I plan on writing this logic as a layer around the Redis server

I think this is a good idea. As far as I’m aware, Redis is not multi-user and we cannot give client code access to a Redis server storing multi-tenant data. Ideally, we’d use (1) a network policy so only the cache service can talk to Redis, (2) only the cache layer has credentials to authenticate to Redis, and (3) all Redis traffic is encrypted.

Cost to us of maintaining the cache will be mostly dependent on the size of the thing being cached and also how long it stays in the cache; the first is easy to track (include output cache size in billing info message upon job completion) and the latter is more nebulous.

Yes, the latter is harder with Redis because we do not know when it replaces a cache entry.

Dan wrote:

The high-level user interface Batch should probably tie the lifetime of a cached file to the lifetime of the Batch anyway. > The key for the fetch should probably be tied to the batch somehow to avoid cache invalidation issues.

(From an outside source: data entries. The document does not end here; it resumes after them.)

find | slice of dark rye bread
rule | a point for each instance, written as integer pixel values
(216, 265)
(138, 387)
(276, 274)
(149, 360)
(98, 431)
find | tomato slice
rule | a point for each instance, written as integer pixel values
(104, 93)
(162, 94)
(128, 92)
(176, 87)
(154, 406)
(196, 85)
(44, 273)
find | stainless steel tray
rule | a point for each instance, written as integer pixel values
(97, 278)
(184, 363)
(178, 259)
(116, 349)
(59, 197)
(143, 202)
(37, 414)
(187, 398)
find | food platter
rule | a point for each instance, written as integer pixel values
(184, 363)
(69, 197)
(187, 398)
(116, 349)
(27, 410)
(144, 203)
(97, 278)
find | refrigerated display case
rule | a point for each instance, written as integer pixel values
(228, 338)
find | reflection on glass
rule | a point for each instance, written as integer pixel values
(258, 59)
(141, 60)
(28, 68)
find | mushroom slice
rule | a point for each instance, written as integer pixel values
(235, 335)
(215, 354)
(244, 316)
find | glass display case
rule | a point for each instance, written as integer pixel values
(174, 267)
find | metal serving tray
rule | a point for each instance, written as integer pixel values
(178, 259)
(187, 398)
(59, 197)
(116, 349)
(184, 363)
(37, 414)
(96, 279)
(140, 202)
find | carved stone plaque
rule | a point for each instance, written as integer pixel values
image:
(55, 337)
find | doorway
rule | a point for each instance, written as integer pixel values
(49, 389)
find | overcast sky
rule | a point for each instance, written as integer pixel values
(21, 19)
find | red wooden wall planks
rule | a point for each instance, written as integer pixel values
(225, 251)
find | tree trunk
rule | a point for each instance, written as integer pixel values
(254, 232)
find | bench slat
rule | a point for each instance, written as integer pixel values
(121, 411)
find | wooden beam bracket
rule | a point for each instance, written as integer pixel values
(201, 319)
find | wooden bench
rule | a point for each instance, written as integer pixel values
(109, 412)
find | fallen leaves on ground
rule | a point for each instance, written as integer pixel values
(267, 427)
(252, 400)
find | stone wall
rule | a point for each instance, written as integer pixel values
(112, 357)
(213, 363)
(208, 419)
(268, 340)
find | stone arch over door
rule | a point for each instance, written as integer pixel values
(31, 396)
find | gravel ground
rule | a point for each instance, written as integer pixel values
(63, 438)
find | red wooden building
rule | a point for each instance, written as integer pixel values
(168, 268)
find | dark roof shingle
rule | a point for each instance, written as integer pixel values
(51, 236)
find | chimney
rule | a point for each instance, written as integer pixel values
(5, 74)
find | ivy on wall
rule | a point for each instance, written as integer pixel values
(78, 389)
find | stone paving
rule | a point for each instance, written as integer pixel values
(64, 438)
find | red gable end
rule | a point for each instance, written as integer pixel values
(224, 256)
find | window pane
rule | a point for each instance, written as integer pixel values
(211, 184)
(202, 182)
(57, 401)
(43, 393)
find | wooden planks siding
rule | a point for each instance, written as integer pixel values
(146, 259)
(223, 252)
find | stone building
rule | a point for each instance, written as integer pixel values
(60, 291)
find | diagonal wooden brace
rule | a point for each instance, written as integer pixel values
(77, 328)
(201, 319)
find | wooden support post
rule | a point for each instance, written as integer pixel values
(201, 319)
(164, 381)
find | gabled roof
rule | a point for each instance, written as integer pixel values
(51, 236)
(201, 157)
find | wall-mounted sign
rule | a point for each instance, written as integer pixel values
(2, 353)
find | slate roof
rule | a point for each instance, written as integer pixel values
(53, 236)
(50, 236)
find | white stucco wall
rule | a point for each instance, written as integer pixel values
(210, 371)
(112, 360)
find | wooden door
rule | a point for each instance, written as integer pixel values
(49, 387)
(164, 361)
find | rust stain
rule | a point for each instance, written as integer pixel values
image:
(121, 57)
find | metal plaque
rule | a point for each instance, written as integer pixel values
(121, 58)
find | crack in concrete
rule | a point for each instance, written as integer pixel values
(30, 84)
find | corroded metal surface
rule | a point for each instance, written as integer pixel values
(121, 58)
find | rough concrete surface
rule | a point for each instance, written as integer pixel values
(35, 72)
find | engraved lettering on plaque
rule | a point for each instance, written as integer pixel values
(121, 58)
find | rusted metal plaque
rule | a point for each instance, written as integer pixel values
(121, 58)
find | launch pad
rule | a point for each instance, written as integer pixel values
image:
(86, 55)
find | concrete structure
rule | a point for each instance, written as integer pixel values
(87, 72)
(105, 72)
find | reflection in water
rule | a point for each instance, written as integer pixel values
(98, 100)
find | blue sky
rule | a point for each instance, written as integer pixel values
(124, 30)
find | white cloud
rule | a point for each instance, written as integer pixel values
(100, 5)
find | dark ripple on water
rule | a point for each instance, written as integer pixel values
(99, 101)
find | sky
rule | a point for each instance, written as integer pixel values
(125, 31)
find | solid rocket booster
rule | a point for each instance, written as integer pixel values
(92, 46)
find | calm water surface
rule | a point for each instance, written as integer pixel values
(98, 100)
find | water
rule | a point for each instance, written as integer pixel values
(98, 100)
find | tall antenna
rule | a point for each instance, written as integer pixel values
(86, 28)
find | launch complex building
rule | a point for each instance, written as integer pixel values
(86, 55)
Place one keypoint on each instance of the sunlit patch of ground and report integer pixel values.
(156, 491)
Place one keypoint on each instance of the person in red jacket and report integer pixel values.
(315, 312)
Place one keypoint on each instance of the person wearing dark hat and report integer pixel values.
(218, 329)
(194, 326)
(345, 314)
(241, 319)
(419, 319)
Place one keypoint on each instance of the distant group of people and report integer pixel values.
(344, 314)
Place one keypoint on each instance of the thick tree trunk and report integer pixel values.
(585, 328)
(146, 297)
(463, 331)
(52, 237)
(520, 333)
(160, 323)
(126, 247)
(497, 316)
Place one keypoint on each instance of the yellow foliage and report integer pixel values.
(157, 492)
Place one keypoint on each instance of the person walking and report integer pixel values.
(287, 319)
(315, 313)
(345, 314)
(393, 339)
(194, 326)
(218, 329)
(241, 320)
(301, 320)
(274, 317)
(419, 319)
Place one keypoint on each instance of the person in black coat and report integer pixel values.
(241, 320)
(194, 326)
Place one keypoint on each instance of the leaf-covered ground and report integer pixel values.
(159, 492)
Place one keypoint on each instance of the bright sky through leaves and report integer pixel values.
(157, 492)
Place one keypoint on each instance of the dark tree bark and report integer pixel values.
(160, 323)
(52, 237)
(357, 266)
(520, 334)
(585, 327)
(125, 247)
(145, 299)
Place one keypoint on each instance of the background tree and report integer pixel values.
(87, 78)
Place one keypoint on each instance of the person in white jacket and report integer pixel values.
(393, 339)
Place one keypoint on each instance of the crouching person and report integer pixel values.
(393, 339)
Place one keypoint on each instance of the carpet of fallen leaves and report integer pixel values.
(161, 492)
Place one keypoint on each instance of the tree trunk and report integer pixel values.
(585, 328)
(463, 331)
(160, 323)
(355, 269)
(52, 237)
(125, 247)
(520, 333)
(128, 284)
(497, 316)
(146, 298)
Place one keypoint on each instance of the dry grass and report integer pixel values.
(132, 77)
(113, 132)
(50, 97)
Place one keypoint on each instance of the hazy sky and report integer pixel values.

I’m a little confused by this. See my comment above about cache invalidation. I don’t think the cache interface should be tied to Batch in particular, since the main use cases are not Batch.

Dan wrote:

Should everything go through the cache?

No, I don’t think so. That will completely thrash the cache. We should charge for user-controlled use of the cache (as compared to Query internal use), hopefully incentivizing users to only cache when it is useful.